Mata Kering (MK) juga dikenal dengan gangguan Lacrimal Functional
Unit (LFU), yaitu sistem terintegrasi yang meliputi kelenjar lakrimal, permukaan
okular, kelopak mata, saraf sensoris dan motoris. LFU berperan mengatur regulasi
air mata dan berespon terhadap berbagai faktor antara lain, lingkungan, endokrin
dan saraf (American Academy of Ophthalmology, 2014-2015).

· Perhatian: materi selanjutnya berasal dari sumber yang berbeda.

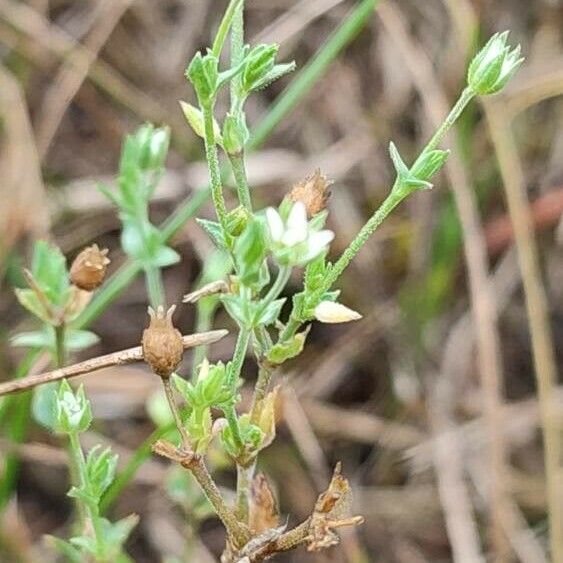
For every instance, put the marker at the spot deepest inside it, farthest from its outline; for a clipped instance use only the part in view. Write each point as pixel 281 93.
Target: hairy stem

Stabilitas LFU terganggu apabila terjadi ketidakseimbangan antara sekresi,
pembersihan dan perubahan komposisi air mata sehingga mengakibatkan
terjadinya inflamasi pada permukaan okular. Inflamasi pada permukaan okular
dapat menyebabkan disfungsi sekretoris kronis, penurunan sensasi kornea, dan
penurunan respon refleks. Gangguan LFU diketahui memegang peranan penting
dari perkembangan berbagai bentuk MK (American Academy of Ophthalmology,
2014-2015).
6
Memahami komposisi molekular lapisan air mata dan kontribusi kelenjar
meibom terhadap lapisan air mata merupakan hal yang penting untuk bisa
memahami MK. Menjaga lapisan air mata sangat vital untuk fungsi kornea
normal. Lapisan air mata terdiri dari tiga lapis, yaitu: Lapisan lipid yang
dihasilkan oleh kelenjar meibom, lapisan akuos yang dihasilkan kelenjar lakrimal,
dan lapisan musin yang dihasilkan sel goblet konjungtiva (gambar 2.1).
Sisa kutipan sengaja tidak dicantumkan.